Её студенты считают, что профессор Берестова — пример глубокой религиозности. «Вы верите в Бога?» — спросили её однажды. Аня долго молчала, глядя в окно, за которым сгущались апрельские сумерки.

— Я верю в то, — сказала она наконец, — что есть вещи страшнее Бога. И они ждут только одного: чтобы ты перестал бояться. Чтобы ты сказал: «Это всё сказки». Потому что именно тогда они приходят.

Её левая рука лежала на столе, и студенты заметили, как она сжалась в кулак, а потом медленно, с видимым усилием разжалась. На запястье, чуть выше часов, белел старый шрам. Аня говорила, что это порез о консервную банку в детстве.

С тех пор Аня никогда не оставляет нож на столе. Не свистит в доме. Не передаёт ничего через порог. И каждую ночь перед сном, в любом городе и любой квартире, она проверяет, заперта ли входная дверь.

И никогда — слышите, никогда — не говорит: «Приметы — это ерунда».
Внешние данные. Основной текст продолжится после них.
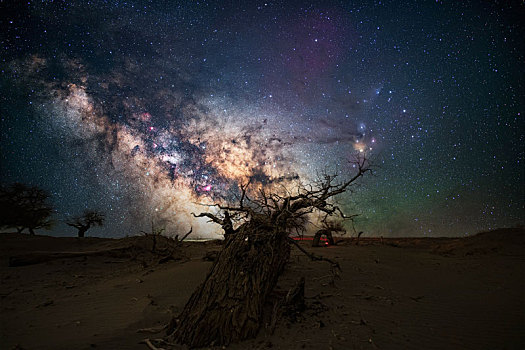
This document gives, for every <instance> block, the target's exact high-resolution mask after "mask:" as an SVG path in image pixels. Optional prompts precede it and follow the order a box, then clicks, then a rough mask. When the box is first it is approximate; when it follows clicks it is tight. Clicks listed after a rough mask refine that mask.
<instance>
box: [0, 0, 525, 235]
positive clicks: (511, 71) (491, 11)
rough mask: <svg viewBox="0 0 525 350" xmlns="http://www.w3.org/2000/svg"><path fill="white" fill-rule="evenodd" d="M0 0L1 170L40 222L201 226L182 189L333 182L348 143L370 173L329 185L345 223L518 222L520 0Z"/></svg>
mask: <svg viewBox="0 0 525 350" xmlns="http://www.w3.org/2000/svg"><path fill="white" fill-rule="evenodd" d="M0 6H1V7H2V8H1V9H0V18H1V28H2V29H1V34H0V35H1V55H0V56H1V62H0V63H1V87H0V89H1V90H0V93H1V96H0V103H1V105H0V113H1V124H0V125H1V149H0V152H1V164H0V171H1V180H2V183H12V182H15V181H17V182H24V183H28V184H34V185H38V186H40V187H42V188H44V189H46V190H48V191H49V192H50V193H51V194H52V197H51V198H52V201H53V203H54V205H55V207H56V209H57V214H56V219H58V220H61V219H63V218H64V217H67V216H68V215H74V214H79V213H81V212H82V211H83V210H84V209H86V208H94V209H99V210H101V211H103V212H105V213H106V215H107V224H106V226H105V227H103V228H101V229H93V230H92V231H90V232H88V235H89V234H94V235H100V236H112V237H122V236H125V235H134V234H138V233H139V232H140V230H146V229H147V228H148V227H149V225H150V224H149V223H150V221H151V220H152V219H153V220H155V221H156V222H157V223H159V225H163V226H166V228H167V232H168V233H170V234H171V233H173V234H174V233H180V232H183V231H184V232H186V231H187V230H188V229H189V227H190V226H193V228H194V232H195V237H196V236H203V237H204V236H206V237H215V235H216V234H217V232H218V227H216V226H215V225H213V224H208V223H206V221H205V220H203V219H198V220H196V219H193V218H192V217H191V216H190V213H191V212H200V211H203V210H207V209H208V208H207V207H202V206H200V205H199V204H198V203H210V202H212V201H225V200H226V201H232V200H234V199H235V198H237V196H238V194H239V185H240V184H241V183H244V182H245V181H246V180H247V179H252V182H253V183H254V184H256V185H257V184H258V185H262V186H270V187H271V186H274V187H278V186H291V185H292V184H294V183H297V182H303V183H305V182H308V181H310V180H311V179H313V178H314V177H315V176H316V174H317V173H319V172H323V171H326V170H328V171H330V172H337V173H339V174H340V176H342V177H344V176H346V175H349V174H351V172H352V167H351V165H350V164H349V163H348V161H349V159H351V156H352V154H354V153H355V152H358V153H363V154H367V155H368V156H369V157H371V158H372V159H373V160H374V164H375V165H376V166H377V168H376V172H375V175H374V176H371V177H366V178H364V179H363V181H362V184H361V185H360V186H359V187H358V188H356V189H355V191H354V192H353V193H352V194H351V195H349V196H343V197H342V198H341V199H340V200H341V203H342V206H343V207H344V208H345V209H346V211H347V213H358V214H360V216H359V218H358V219H357V220H356V229H357V230H359V231H361V230H362V231H364V232H365V235H369V236H371V235H377V236H379V235H384V236H456V235H460V236H463V235H466V234H474V233H476V232H478V231H481V230H487V229H491V228H496V227H509V226H515V225H517V224H523V223H524V222H525V209H524V201H525V199H524V198H525V189H524V188H525V186H524V164H523V163H524V161H525V160H524V144H525V143H524V141H525V140H524V138H525V137H524V122H523V114H524V112H525V108H524V105H525V102H524V101H525V98H524V91H525V90H524V70H523V67H524V63H525V60H524V56H525V52H524V42H525V40H524V38H525V31H524V27H523V25H522V23H521V21H520V19H523V18H525V11H524V10H525V5H523V3H522V2H515V3H512V2H507V1H472V2H469V1H341V2H338V1H325V2H321V1H314V2H302V1H295V2H294V1H280V2H272V1H267V2H265V1H235V2H229V1H216V2H208V1H184V2H183V1H151V2H147V1H38V2H37V1H34V2H33V1H12V2H10V1H7V2H6V1H3V2H1V3H0ZM40 232H41V233H45V231H40ZM349 232H353V231H349ZM51 233H52V234H57V235H75V234H76V232H75V230H72V229H71V228H68V227H67V226H65V225H64V224H63V223H59V224H58V225H57V226H56V228H55V229H54V231H52V232H51Z"/></svg>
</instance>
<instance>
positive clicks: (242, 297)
mask: <svg viewBox="0 0 525 350" xmlns="http://www.w3.org/2000/svg"><path fill="white" fill-rule="evenodd" d="M355 169H356V173H355V174H354V176H353V177H351V178H349V179H347V180H346V181H338V179H337V176H329V175H325V176H324V177H323V178H321V179H320V180H319V181H317V182H314V183H312V184H310V185H308V186H301V187H299V188H297V189H296V190H295V191H294V193H289V192H286V191H285V194H284V195H283V194H275V193H270V194H268V193H266V192H265V190H264V189H263V188H262V189H259V190H258V191H256V190H254V191H252V192H250V195H248V192H247V185H246V186H241V196H240V200H239V203H238V204H237V205H236V206H223V205H217V207H218V208H219V210H220V212H219V213H216V214H213V213H209V212H206V213H201V214H198V215H196V214H193V215H194V216H196V217H207V218H209V219H210V221H212V222H214V223H216V224H219V225H220V226H221V227H222V228H223V230H224V235H225V242H224V245H223V249H222V250H221V252H220V253H219V255H218V257H217V259H216V260H215V262H214V264H213V265H212V267H211V269H210V271H209V272H208V275H207V276H206V279H205V281H204V282H203V283H202V284H201V285H200V286H199V287H198V288H197V289H196V290H195V292H194V293H193V295H192V296H191V297H190V299H189V301H188V302H187V304H186V306H185V307H184V309H183V310H182V312H181V313H180V315H179V316H178V317H177V318H174V319H173V320H172V322H171V323H170V325H169V326H168V337H167V339H166V340H167V341H168V342H172V343H180V344H186V345H188V346H190V347H203V346H211V345H226V344H229V343H232V342H238V341H241V340H243V339H247V338H251V337H254V336H256V335H257V333H258V331H259V328H260V326H261V323H262V316H263V315H262V314H263V305H264V303H265V300H266V298H267V297H268V295H269V294H270V292H271V291H272V289H273V288H274V286H275V284H276V283H277V279H278V278H279V276H280V275H281V273H282V271H283V269H284V266H285V264H286V263H287V261H288V258H289V256H290V248H291V245H292V244H294V243H295V244H296V242H294V241H293V240H292V239H291V238H290V237H289V235H290V234H291V233H292V231H293V230H297V229H301V228H302V227H304V224H305V222H306V220H307V217H308V216H309V215H310V214H311V213H314V212H321V213H323V214H325V215H327V216H331V215H339V216H341V217H343V218H346V216H345V215H344V214H343V212H342V211H341V209H340V208H339V207H338V206H337V205H336V204H335V203H334V201H333V200H332V198H333V197H334V196H337V195H339V194H342V193H344V192H347V191H348V190H349V189H350V188H351V187H352V186H353V185H355V184H356V182H357V180H358V179H360V178H361V177H362V176H363V175H364V174H365V173H367V172H369V171H370V167H369V164H368V161H367V159H366V158H363V157H361V158H359V159H358V161H357V162H356V163H355ZM296 246H298V247H299V248H300V249H302V248H301V247H300V246H299V245H298V244H296ZM302 250H303V249H302ZM303 251H304V250H303ZM311 257H312V258H315V256H313V255H311ZM317 259H319V260H328V259H326V258H320V257H317Z"/></svg>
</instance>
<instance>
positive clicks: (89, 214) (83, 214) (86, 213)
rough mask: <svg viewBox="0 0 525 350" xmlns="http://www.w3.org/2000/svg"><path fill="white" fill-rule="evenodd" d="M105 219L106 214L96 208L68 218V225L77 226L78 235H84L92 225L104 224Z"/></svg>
mask: <svg viewBox="0 0 525 350" xmlns="http://www.w3.org/2000/svg"><path fill="white" fill-rule="evenodd" d="M105 219H106V217H105V215H104V214H102V213H100V212H98V211H96V210H86V211H84V213H83V214H82V215H78V216H74V217H72V218H70V219H68V220H66V225H69V226H71V227H74V228H76V229H77V230H78V237H84V236H85V234H86V232H87V230H89V229H90V228H91V227H93V226H102V225H104V220H105Z"/></svg>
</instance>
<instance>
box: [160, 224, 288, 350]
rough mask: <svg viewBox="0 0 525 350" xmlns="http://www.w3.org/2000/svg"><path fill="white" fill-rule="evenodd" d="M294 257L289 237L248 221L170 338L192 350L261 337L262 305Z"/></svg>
mask: <svg viewBox="0 0 525 350" xmlns="http://www.w3.org/2000/svg"><path fill="white" fill-rule="evenodd" d="M289 256H290V245H289V242H288V239H287V233H286V232H282V231H281V230H279V229H278V228H276V227H275V226H269V225H264V224H262V225H261V223H260V222H259V224H257V223H256V222H254V221H249V222H246V223H245V224H243V225H242V226H241V227H240V228H239V229H238V230H237V232H236V233H235V234H231V235H228V237H227V239H226V242H225V246H224V249H223V250H222V251H221V253H220V254H219V256H218V258H217V260H216V261H215V263H214V264H213V266H212V268H211V270H210V272H209V273H208V275H207V277H206V280H205V281H204V283H202V284H201V285H200V286H199V287H198V288H197V290H196V291H195V292H194V293H193V295H192V296H191V298H190V300H189V301H188V303H187V304H186V306H185V307H184V310H183V311H182V313H181V314H180V315H179V318H178V319H177V320H176V322H172V325H171V326H170V327H169V329H168V334H170V335H169V336H168V338H169V339H170V340H171V341H173V342H177V343H182V344H187V345H188V346H190V347H202V346H210V345H226V344H229V343H232V342H238V341H241V340H243V339H247V338H251V337H254V336H256V335H257V333H258V331H259V328H260V326H261V323H262V310H263V305H264V302H265V300H266V297H267V296H268V294H269V293H270V292H271V291H272V289H273V288H274V286H275V284H276V283H277V279H278V277H279V275H280V274H281V273H282V271H283V269H284V266H285V264H286V262H287V261H288V258H289Z"/></svg>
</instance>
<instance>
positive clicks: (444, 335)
mask: <svg viewBox="0 0 525 350" xmlns="http://www.w3.org/2000/svg"><path fill="white" fill-rule="evenodd" d="M150 244H151V242H150V241H148V237H129V238H123V239H103V238H89V237H87V238H83V239H80V238H55V237H49V236H29V235H24V234H11V233H9V234H0V271H1V282H2V283H1V286H0V301H1V303H0V308H1V318H0V348H1V349H29V350H32V349H147V346H146V344H144V343H143V342H142V341H143V340H144V339H145V338H149V339H155V338H162V337H163V336H164V333H163V332H162V330H161V329H162V327H163V326H164V325H166V324H167V323H168V322H169V320H170V319H171V318H172V316H174V315H177V314H178V313H179V312H180V311H181V310H182V308H183V307H184V305H185V303H186V301H187V300H188V298H189V296H190V295H191V293H192V291H193V290H194V289H195V287H196V286H197V285H198V284H199V283H200V282H202V281H203V279H204V278H205V276H206V273H207V271H208V269H209V268H210V266H211V264H212V262H211V261H210V259H209V256H210V252H214V251H218V250H220V248H221V246H220V242H217V241H210V242H183V243H182V245H181V247H180V249H179V250H180V254H179V255H178V256H177V258H176V259H170V260H167V261H159V259H158V257H156V256H154V255H152V254H150V253H149V249H150V248H151V247H150ZM310 244H311V242H308V241H304V242H301V245H302V246H303V247H304V248H305V249H307V250H308V251H312V252H315V253H316V254H319V255H323V256H326V257H328V258H330V259H333V260H336V261H337V262H339V264H340V266H341V271H340V272H338V273H336V274H334V273H332V272H331V269H330V265H329V264H328V263H326V262H322V261H311V260H310V259H309V258H308V257H307V256H305V255H304V254H303V253H301V252H300V251H299V250H298V249H297V248H292V256H291V259H290V262H289V263H288V266H287V268H286V270H285V272H284V274H283V275H282V276H281V278H280V280H279V282H278V285H277V287H276V288H275V291H274V293H273V294H274V295H273V298H274V299H275V300H277V299H279V298H280V297H282V296H284V295H285V294H286V293H287V291H288V290H289V289H290V288H291V286H293V284H294V283H295V282H296V280H297V279H298V278H299V277H301V276H304V277H305V279H306V289H305V301H306V310H304V311H303V312H302V313H298V314H295V315H288V316H287V317H283V318H280V319H279V320H277V323H276V324H275V325H273V326H272V325H271V324H268V325H267V327H264V328H262V329H261V331H260V333H259V335H258V337H257V338H255V339H252V340H248V341H244V342H242V343H239V344H232V345H229V346H227V347H224V348H227V349H269V348H271V349H524V348H525V231H524V230H522V229H502V230H497V231H492V232H487V233H481V234H478V235H476V236H473V237H469V238H463V239H458V238H402V239H394V238H390V239H386V238H385V239H379V238H361V240H360V242H359V245H356V241H355V240H351V239H347V240H345V241H342V242H340V243H339V244H338V245H336V246H330V247H322V248H312V247H309V245H310ZM207 254H208V258H206V256H207ZM211 255H213V254H211ZM269 309H271V305H269ZM272 328H274V330H273V332H272ZM155 332H157V333H155Z"/></svg>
Потому что приметы — это не правила на удачу. Это границы. Границы, за которыми начинается Тьма. И она терпелива. Она умеет ждать.

Она ждёт, когда ты скажешь: «Я не верю».

Заозерье, Тверская область. По словам местных жителей, в ночь на Пасху 2006 года в деревне пропала без вести женщина — Лидия Морозова, семьдесят два года. Тело не нашли. Следы от её калитки вели в сторону леса, но обрывались у старой пятистенки, где последний раз жила семья Берестовых. Дом сгорел через три дня. В пепелище нашли два человеческих позвонка, сложенные в форме креста.

Экспертиза показала: позвонки принадлежали женщине старше семидесяти лет.